Victor Serge (1890-1947), compagnon de route de la Révolution 

Victor Kibaltchitch naît à Ixelles le 30 décembre 1890. Son père, étudiant en médecine, pauvre et sympathisant du mouvement populiste russe a dû fuir la Russie tsariste. Victor connaît une enfance difficile en raison de la désunion de ses parents et des conditions de pauvreté familiale. Son jeune frère, Raoul, meurt à 9 ans de tuberculose et de faim. Victor n’ira jamais à l’école mais recevra une solide éducation littéraire de sa mère et une formation générale solide (histoire, géographie, sciences) de son père.

Par Guy Van Sinoy

À 15 ans, apprenti photographe, il commence à militer à la Jeune garde socialiste d’Ixelles. Ce groupe d’Ixelles proteste contre l’annexion du Congo par la Belgique(1) et quitte le POB pour fonder le Groupe Révolutionnaire de Bruxelles et rejoindre une colonie anarchiste à Stockel.

Anarchiste à Paris

En 1909,  Serge part pour Paris où il est appelé à diriger le journal L’Anarchie, où il signe ses articles du pseudonyme Le Rétif. Il participe aux manifestations de protestation contre l’exécution de Francisco Ferrer(2). Pendant quelques mois il cohabite avec son ami Raymond Callemin qui fait déjà partie de la «bande à Bonnot»(3). Il les voit devenir des tueurs mais refuse de les dénoncer. Lors de l’arrestation des membres du groupe Bonnot, en 1912, Victor Serge est inculpé de complicité. La Cour d’Assises de Paris le condamne à 5 ans de détention à la prison de Melun où il remplit les fonctions d’imprimeur et de correcteur. Il en profite pour améliorer sa connaissance des langues étrangères(4).

Barcelone, Nin et la CNT

À sa sortie de prison, il est expulsé vers la Catalogne où il milite à la CNT anarcho-syndicaliste et se lie d’amitié avec son principal animateur : Andres Nin. Il écrit dans Tierra y Libertad deux articles qu’il signe du nom de Victor Serge : l’un pour défendre le socialiste autrichien Fritz Adler qui vient d’abattre Karl Stürgkh (ministre président autrichien), l’autre pour saluer la révolution russe qui vient d’éclater. 
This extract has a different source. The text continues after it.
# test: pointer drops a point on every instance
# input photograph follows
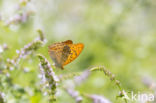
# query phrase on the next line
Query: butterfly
(64, 52)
La grève générale espagnole de l’été 1917  est cependant un échec et Nin doit revenir en France où il est interné pour ne pas avoir respecté une interdiction de séjour. Après de longues tractations, il est finalement échangé avec des officiers blancs détenus en Russie. 

Au service de la Révolution

À peine arrivé à Petrograd, Victor Serge se met au service du Komintern où ses connaissances linguistiques pourront servir la révolution. Il entre dans l’équipe de Zinoviev, président de l’Internationale communiste. Au cours des années suivantes, il est responsable de l’édition française d’Inprekorr.  En plus de ses qualités de journaliste, il devient un auteur talentueux C’est à cette époque qu’il se rapproche d’Andres Nin qui vient, à travers l’Internationale syndicale rouge (ISR), d’adhérer au Komintern.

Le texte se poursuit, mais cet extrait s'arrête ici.